You may have chosen that niche because no one was there servicing a need you discovered. But when that niche is slow to pick up on your solution, you may feel compelled to go sideways. Still that niche, once accessed, can result in loyal advocates for your product to others who want it.

When you expand your line before your brand is established, you run the risk of becoming just another also-ran with very little to distinguish your offering. Your products become a commodity, not a brand. Now it’s a race to the bottom, price wise. Now you have lost your focus and the mind share of your own people, your distributers, your retailers, and your customers.

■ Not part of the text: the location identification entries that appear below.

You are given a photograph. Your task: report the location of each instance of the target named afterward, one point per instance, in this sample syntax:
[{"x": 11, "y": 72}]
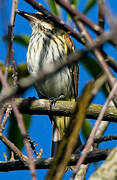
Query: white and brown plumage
[{"x": 49, "y": 44}]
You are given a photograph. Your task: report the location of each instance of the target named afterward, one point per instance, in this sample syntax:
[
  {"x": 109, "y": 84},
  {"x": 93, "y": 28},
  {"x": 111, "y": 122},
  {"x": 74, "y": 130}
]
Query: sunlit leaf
[
  {"x": 89, "y": 5},
  {"x": 20, "y": 39},
  {"x": 14, "y": 134}
]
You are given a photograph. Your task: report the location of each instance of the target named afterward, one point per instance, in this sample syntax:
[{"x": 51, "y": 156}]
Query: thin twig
[
  {"x": 22, "y": 129},
  {"x": 11, "y": 146},
  {"x": 92, "y": 135}
]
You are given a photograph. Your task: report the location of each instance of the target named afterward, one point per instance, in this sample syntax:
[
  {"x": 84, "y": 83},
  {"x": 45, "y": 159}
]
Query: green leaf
[
  {"x": 14, "y": 134},
  {"x": 86, "y": 129},
  {"x": 74, "y": 2},
  {"x": 89, "y": 5},
  {"x": 54, "y": 7},
  {"x": 20, "y": 39}
]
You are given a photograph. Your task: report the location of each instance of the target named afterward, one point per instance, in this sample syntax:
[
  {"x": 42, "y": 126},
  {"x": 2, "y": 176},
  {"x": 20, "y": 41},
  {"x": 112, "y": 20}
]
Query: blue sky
[{"x": 40, "y": 129}]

When we started our wine business, we designed Barefoot to address a very narrow niche: the 37-year-old mom with two kids shopping for an everyday staple wine that had consistent flavor from year to year. At the time, this shopper was unserved and not even recognized as the majority wine buyer in the supermarkets. In order to meet the criteria of consistency for this niche, we had to make the wine non-vintage, an unpopular idea in a male-dominated industry looking for vintage dated wine. Sales were slow at first, since we were prevented by the gate keepers from gaining access to our true niche. “If you’d just put a vintage date on it, we’d take it,” they said.

Like so many startups desperate for sales, we were under pressure to give up on our non-vintage product, a distinguishing characteristic that would latter prove to be so essential to our success. The buyers wanted us to expand our line into a space that they could understand. But it was a space that every other wine occupied. We stuck to our guns and were true to our mission. It finally paid off and changed the industry.

It is futile to try to be all things to all people. The result is simply that your real mission and message will never be heard or appreciated.

So if you want to change the future, resist the temptation to accommodate every buyer’s whim. Resist the temptation to expand your line until your brand is strong enough to support an extended range. And resist the temptation to give up on your true mission. Don’t exceed your brand width. Stick to your guns. What you will earn in customer loyalty and advocacy in the long run will far exceed the temporary financial fix you may gain in the short run.

What distinguished your brand are the characteristics that serve the market niche you have discovered, even if it takes much longer than you thought to achieve access, recognition, and acceptance. Hang in there and your niche will embrace your brand with loyalty and advocacy!